Spotlight
in
Workshop: New Frontiers in Graph Learning (GLFrontiers)
Maximally Expressive GNNs for Outerplanar Graphs
Franka Bause · Fabian Jogl · Patrick Indri · Tamara Drucks · David Penz · Nils M. Kriege · Thomas Gärtner · Pascal Welke · Maximilian Thiessen
Keywords: [ expressive graph representation learning ] [ outerplanar graphs ]

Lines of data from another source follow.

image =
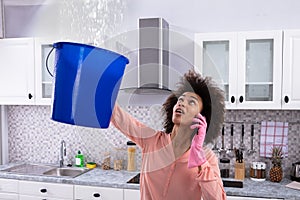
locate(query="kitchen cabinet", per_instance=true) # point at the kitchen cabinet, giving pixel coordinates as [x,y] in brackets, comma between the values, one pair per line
[41,190]
[43,79]
[103,193]
[9,189]
[131,194]
[247,65]
[291,66]
[17,71]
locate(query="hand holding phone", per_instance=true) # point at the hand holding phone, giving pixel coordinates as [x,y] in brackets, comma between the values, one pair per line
[197,155]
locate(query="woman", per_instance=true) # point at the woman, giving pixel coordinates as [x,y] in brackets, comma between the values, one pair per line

We propose a linear time graph transformation that enables the Weisfeiler-Leman (WL) test and message passing graph neural networks (MPNNs) to be maximally expressive on outerplanar graphs. Our approach is motivated by the fact that most pharmaceutical molecules correspond to outerplanar graphs. Existing research predominantly enhances the expressivity of graph neural networks without specific graph families in mind. This often leads to methods that are impractical due to their computational complexity. In contrast, the restriction to outerplanar graphs enables us to encode the Hamiltonian cycle of each biconnected component in linear time. As the main contribution of the paper we prove that our method achieves maximum expressivity on outerplanar graphs. Experiments confirm that our graph transformation improves the predictive performance of MPNNs on molecular benchmark datasets at negligible computational overhead.